What is RIA? Explain its procedure and uses.
Radio Immuno Assay (RIA):
- Radioimmunoassay is an analytic technique which is used from the last many years.
- Here, the molecule which is to be analysed, which acts as an antigen is marked with a radiolabelled substance.
- The labelled and normal antigen molecules are allowed to react with a specific antibody.
- A comparative analysis of the reaction is done. In this technique, the radioisotope is used as a marker molecule.
- This technique was invented by Rosalyn and Yalow. Now – a – days it has become an important diagnostic technique.
- This is especially important for the analysis of those biochemical factors that are present in very minute concentration (microgram, nanogram or picogram) and cannot be analysed by the traditional gravimetric and volumetric processes.
- The radioisotopes used in radioimmunoassay are high specificity molecules, which provide very high sensitivity to this technique.

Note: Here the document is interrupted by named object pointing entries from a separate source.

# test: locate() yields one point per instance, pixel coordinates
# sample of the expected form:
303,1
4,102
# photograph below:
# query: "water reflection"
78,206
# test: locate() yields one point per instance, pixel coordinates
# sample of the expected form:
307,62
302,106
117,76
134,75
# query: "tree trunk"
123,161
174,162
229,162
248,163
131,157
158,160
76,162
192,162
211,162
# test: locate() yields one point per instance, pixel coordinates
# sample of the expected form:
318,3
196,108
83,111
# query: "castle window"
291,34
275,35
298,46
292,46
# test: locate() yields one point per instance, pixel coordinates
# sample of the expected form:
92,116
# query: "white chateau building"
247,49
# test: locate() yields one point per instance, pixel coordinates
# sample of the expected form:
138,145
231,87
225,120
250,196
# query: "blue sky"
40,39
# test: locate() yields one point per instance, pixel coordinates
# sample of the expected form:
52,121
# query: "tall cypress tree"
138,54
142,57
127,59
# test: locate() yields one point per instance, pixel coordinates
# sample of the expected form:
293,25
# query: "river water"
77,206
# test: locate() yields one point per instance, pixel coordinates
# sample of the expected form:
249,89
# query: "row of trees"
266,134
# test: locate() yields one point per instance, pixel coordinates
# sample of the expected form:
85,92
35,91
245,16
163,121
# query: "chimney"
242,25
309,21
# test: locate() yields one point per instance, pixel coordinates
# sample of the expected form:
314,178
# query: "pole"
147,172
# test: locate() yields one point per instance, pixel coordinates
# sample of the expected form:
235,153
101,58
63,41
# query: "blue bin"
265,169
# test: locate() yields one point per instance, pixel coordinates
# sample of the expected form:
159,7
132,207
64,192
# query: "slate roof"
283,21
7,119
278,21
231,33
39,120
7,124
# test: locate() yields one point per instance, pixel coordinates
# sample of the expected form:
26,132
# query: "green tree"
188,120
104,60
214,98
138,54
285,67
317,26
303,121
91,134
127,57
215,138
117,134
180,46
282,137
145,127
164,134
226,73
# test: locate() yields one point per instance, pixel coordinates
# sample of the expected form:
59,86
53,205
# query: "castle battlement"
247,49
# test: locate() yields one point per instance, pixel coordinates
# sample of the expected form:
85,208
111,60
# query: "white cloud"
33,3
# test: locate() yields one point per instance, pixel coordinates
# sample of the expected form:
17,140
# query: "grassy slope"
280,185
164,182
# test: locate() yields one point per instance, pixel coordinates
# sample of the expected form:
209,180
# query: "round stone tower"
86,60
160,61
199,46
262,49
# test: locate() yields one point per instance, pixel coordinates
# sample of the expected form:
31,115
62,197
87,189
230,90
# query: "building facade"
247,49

- In this technique, the standard solution of different concentration of normal molecules of the substance to be analysed is used with the solutions of the radiolabelled substance of similar concentrations.
- This mixture is allowed to react with antibodies. At the stage of equilibrium, antigen-antibody complexes are absorbed by the suitable reagent.
- The precipitated and supernatant parts are separated and by measuring the radioactivity, the concentration of the substance is estimated.
- A major characteristic of Radio Immuno Analysis is that the patient does not suffer from any side effect.
- He is never treated with the radioisotopic molecule because the whole process is executed outside the body.
Uses of RIA:
- Using this technique, the concentration of important biological components like vitamins (B12, Folic acid), hormones (Thyroxine, Triodothyroxine, T3, Cortisol, Testosterone, Estrogen, Tropic hormone etc.) drugs (Digoxin, Digitoxin etc.) and
antigenic substances can be determined.
- For the diagnosis of abnormalities of endocrine glands, radioimmunoassays are very useful. For example presence of an excessive amount of some hormones in the blood may be a result of hyperactivity of endocrine gland or due to the impact of the tropic hormone, such questions can only be answered by this technique.
- This technique is useful for the diagnosis of insulinoma, tumour etc which will help in the proper treatment of these diseases.